Eğer tahminimde yanılmıyorsam -yani öykünün orijinal adı "The Heir" ise- çevirinin yanlış olduğunu söyleyemem, fakat bizde "varis" çoğunlukla ekonomik misarçılar için kullanılan bir kelimeyken "heir" daha çok "iktidar mirasçısı" gibi bir anlama yakın düşüyor sanırım. Böyle bir ayrımın da pek önemsiz olmadığını sanıyorum bu öykü için.

Aslında Barış'ın dediği ile aynı sayfada olacaktı bu alıntı. Beceriksizlik sonucu böyle oldu.
Eren'in, "Varis"e, "iktidar mirasçısı"ekiyle öykü daha ilginç oldu, daha keyifli. iletişim açısından duruma bakarsak ölüm döşeğindeki adam, şikayetleri ve istekleriyle mirasçısının üzrinde iktidar kuruyor/kurmak istiyor. Nereye oturacağına, nasıl davranacağına sağlığının gücüyle olmasa da hastalığının gücüyle hükmediyor. Hiçbir şey vermek istemiyor.
Almak istemekle vermek istememek karşıtlığı en yaman haline herhalde Azrail ile olan çatışmada dönüşüyor.
Böylece Azrail hatırlatması öyküdeki ilişkinin çetinliğini pekiştiriyor.
Almak iktidar olmayı da içermiyor mu?


Re: Joyce Carol Oates - Varis

Nurten Öztürk dedi ki:
Böylece Azrail hatırlatması öyküdeki ilişkinin çetinliğini pekiştiriyor.

Almak iktidar olmayı da içermiyor mu?

Aslında iktidar söylemi bir parça gariplik de taşıyor burada. Ölüm döşeğindekiyle onu bekleyen arasındaki karşıtlıkta düşündürücü bir sevgi ilişkisi de var. Birbirlerinden kopamayan iki sevgili gibiler aynı zamanda. Rollerin sürekli değiştiği bir köle-efendi diyalektiği içine sıkışmış iki teatral tip sanki karşımıza çıkarılanlar.


Re: Joyce Carol Oates - Varis

Veya yaşam-ölüm döngüsünün iç içeliği, nerede başlayıp nerede bittiği.

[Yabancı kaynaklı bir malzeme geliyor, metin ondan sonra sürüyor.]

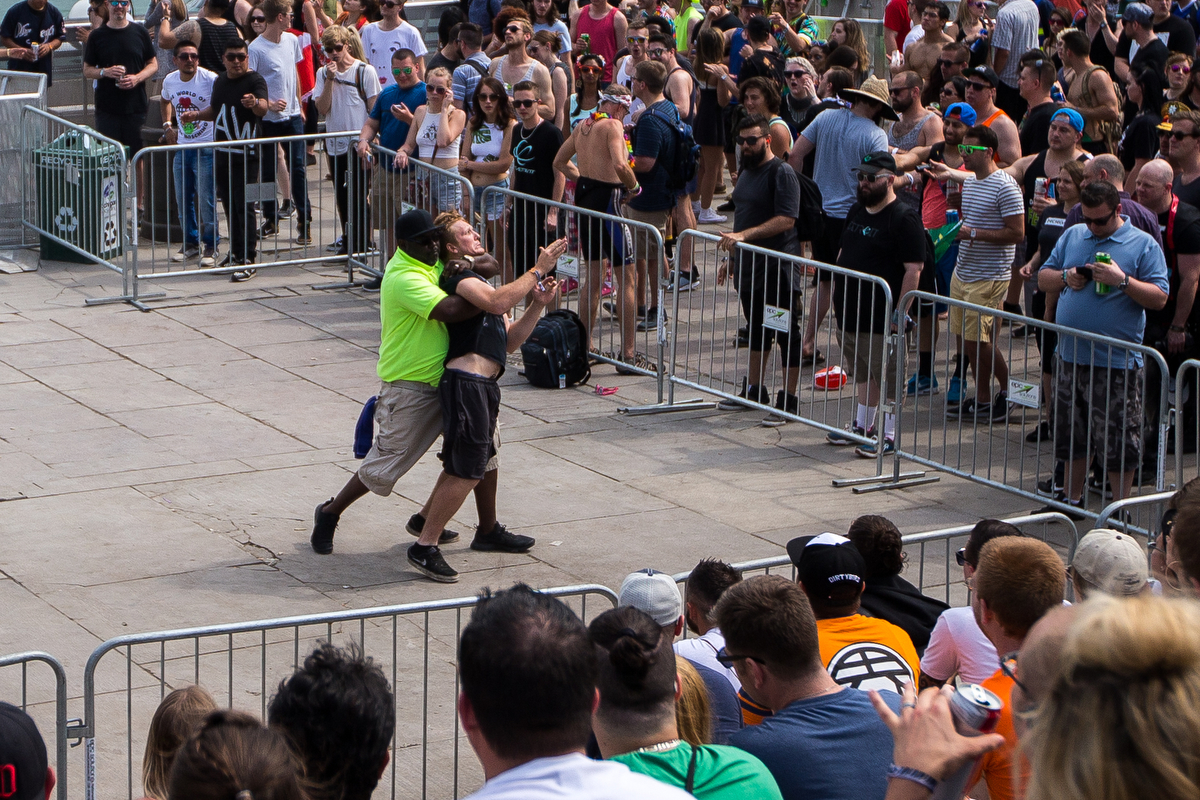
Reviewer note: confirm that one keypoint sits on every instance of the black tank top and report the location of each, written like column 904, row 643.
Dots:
column 484, row 334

Re: Joyce Carol Oates - Varis

olumlu-olumsuz, iyi-kötü yakıştırmaları ötesinde doğal bir olgu gibi aldığımızda aradaki ilişkiyi-bağıntı demek daha mı doğru?- "iktidar" kavramının pek bir yeri olmuyor gibi. "dönüşüm" "devretme" gibi bir şey... gönüllü değil tabi ki...


Re: Joyce Carol Oates - Varis

Öykünün adı yazılırken inceltme işareti kullanılması gerekmez miydi? Bu gibi karışabilme hallerinde bu işaretin kullanılması gerektiğini söylüyor TDK. Ben de başta ayakta çıkan varis olarak düşünmüştüm:)


Re: Joyce Carol Oates - Varis

Kitabın aslında o şekildedir adı. Sanırım buradaki şeklini değiştirmek istenememiştir.


Re: Joyce Carol Oates - Varis

Cihan Başbuğ dedi ki:
Öykünün adı yazılırken inceltme işareti kullanılması gerekmez miydi? Bu gibi karışabilme hallerinde bu işaretin kullanılması gerektiğini söylüyor TDK. Ben de başta ayakta çıkan varis olarak düşünmüştüm:)

Evet, çevirmenlerin tercihi.


Re: Joyce Carol Oates - Varis

"Sonra da tüm oksijenini tükettiğimden yakınmaya başladı, işi
bitmiş akciğerleriyle bu tükenmiş haldeyken domuz gibi sağlam biriyle nasıl rekabet
edebilirdi ki?"

Mehmet Sürücü:

""
olumlu-olumsuz, iyi-kötü yakıştırmaları ötesinde doğal bir olgu gibi aldığımızda aradaki ilişkiyi-bağıntı demek daha mı doğru?- "iktidar" kavramının pek bir yeri olmuyor gibi. "dönüşüm" "devretme" gibi bir şey...

Bir devretme var tabii ki. Bu sancılı bir devir.İlşikide karşıtlık var.